Feature Request: SenseVoice ASR Model and Improved Model Ranking
Overview
This issue documents the benefits of adding the SenseVoice ASR model and an improved model ranking system to VoiceInk.
Related PR: #410
Why SenseVoice?
Performance Benefits
| Metric | SenseVoice | Whisper Large v3 |
|---|---|---|
| Speed | 15x faster | Baseline |
| Accuracy | 96% | 97% |
| Model Size | 234 MB | 1.5 GB |
| RAM Usage | ~800 MB | ~3 GB |
SenseVoice delivers near-Whisper accuracy at a fraction of the computational cost, making it ideal for:
- Users with limited RAM or older hardware
- Scenarios requiring real-time transcription
- Battery-conscious laptop users
Language Support
SenseVoice excels at Asian languages that Whisper sometimes struggles with:
- Chinese (Mandarin) - Primary optimization target
- Cantonese - Often underserved by other models
- Japanese - Excellent kanji recognition
- Korean - Strong hangul support
- English - Competitive with Whisper
This makes VoiceInk more accessible to users in Asia-Pacific regions.

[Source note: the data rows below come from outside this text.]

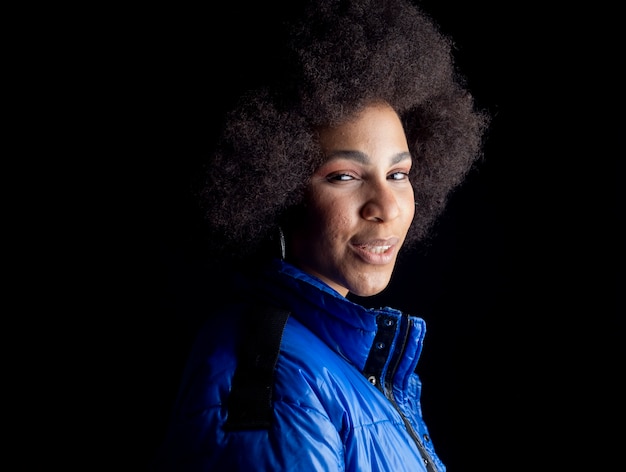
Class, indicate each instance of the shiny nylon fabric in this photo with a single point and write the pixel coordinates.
(328, 416)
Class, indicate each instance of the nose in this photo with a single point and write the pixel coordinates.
(380, 205)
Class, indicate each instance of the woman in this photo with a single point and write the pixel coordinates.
(324, 173)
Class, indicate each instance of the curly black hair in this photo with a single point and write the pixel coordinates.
(336, 57)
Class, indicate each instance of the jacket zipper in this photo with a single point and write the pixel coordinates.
(388, 392)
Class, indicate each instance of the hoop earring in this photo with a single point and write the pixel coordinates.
(281, 240)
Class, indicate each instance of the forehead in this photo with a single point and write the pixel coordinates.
(375, 126)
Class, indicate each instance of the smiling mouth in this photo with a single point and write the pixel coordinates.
(376, 249)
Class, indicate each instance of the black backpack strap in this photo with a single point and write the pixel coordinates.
(250, 399)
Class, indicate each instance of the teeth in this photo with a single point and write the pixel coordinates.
(378, 249)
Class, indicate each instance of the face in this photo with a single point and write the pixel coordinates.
(359, 204)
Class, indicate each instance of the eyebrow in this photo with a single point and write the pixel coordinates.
(363, 158)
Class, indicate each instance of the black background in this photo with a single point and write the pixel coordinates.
(522, 287)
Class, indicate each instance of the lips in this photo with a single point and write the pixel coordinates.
(376, 251)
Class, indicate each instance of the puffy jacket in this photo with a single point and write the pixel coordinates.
(345, 393)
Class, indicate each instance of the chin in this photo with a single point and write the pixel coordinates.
(369, 289)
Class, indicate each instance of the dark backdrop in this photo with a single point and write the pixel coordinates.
(521, 287)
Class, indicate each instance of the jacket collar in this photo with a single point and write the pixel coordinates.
(346, 327)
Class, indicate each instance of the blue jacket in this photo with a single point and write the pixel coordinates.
(346, 396)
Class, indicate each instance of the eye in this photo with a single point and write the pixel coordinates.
(399, 176)
(339, 177)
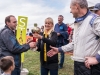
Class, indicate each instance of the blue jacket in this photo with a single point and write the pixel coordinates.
(9, 46)
(62, 39)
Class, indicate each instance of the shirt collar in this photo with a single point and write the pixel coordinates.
(83, 17)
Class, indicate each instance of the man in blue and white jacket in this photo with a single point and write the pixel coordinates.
(86, 41)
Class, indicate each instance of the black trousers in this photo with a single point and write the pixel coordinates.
(80, 69)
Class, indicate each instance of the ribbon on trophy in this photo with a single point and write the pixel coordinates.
(21, 32)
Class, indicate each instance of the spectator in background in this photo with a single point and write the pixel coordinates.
(62, 34)
(7, 65)
(9, 46)
(42, 28)
(69, 30)
(28, 32)
(96, 9)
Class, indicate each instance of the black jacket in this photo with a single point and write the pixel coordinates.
(52, 62)
(9, 46)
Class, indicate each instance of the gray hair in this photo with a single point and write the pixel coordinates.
(82, 3)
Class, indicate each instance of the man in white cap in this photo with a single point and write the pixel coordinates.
(96, 9)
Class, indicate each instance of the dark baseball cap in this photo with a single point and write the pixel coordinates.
(96, 7)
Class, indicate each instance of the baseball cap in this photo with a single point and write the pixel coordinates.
(96, 7)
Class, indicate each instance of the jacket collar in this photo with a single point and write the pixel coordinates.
(83, 17)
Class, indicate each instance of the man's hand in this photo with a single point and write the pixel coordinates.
(52, 52)
(37, 36)
(32, 44)
(90, 61)
(58, 34)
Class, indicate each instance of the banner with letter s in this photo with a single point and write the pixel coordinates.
(21, 32)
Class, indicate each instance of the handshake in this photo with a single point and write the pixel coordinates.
(32, 43)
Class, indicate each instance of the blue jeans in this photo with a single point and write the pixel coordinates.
(16, 71)
(62, 56)
(44, 71)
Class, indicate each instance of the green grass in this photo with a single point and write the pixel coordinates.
(32, 63)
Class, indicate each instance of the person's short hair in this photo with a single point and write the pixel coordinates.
(7, 19)
(6, 63)
(49, 19)
(61, 16)
(96, 7)
(82, 3)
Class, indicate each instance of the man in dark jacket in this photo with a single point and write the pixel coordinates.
(9, 45)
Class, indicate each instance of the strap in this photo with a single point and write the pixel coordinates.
(93, 19)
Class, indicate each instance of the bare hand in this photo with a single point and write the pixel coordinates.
(52, 52)
(58, 34)
(32, 44)
(37, 36)
(90, 61)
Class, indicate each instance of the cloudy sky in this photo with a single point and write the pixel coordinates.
(37, 10)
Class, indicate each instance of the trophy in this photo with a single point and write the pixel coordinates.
(35, 30)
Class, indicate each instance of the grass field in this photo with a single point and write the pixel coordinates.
(32, 63)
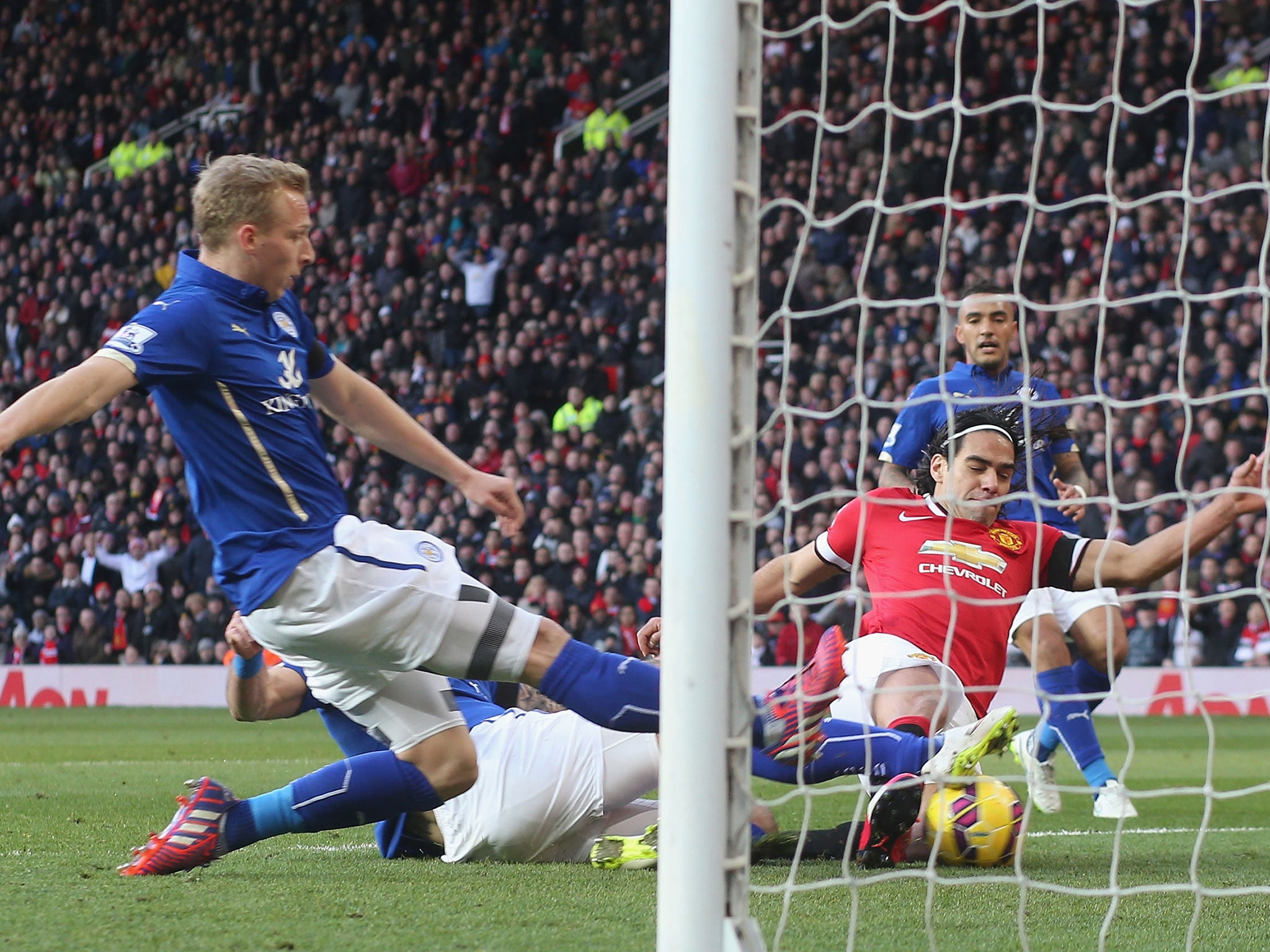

Why Improved Model Ranking?
The Problem
Currently, models are sorted in a fixed order that doesn't reflect their actual performance characteristics. Users must manually research which models offer the best balance of speed and accuracy.
The Solution
A dynamic ranking system using a geometric mean score:
score = sqrt(accuracy × speed) + bonus
This approach:
- Rewards balance - Models must excel at BOTH metrics to rank high
- Penalizes extremes - A model with 99% speed but 50% accuracy ranks lower than one with 80%/80%
- Applies bonus - High performers (accuracy >= 0.94 AND speed >= 0.75) get +0.1 boost
User Benefits
- Faster model selection - Best options appear first
- Informed decisions - Speed/accuracy ratings visible on all model cards
- Consistent experience - Same ranking logic across Recommended, Local, and Cloud tabs
Summary
These additions would make VoiceInk:
- More performant - 15x faster transcription option
- More accessible - Better support for Asian languages
- More user-friendly - Intelligent model recommendations
See PR #410 for the complete implementation.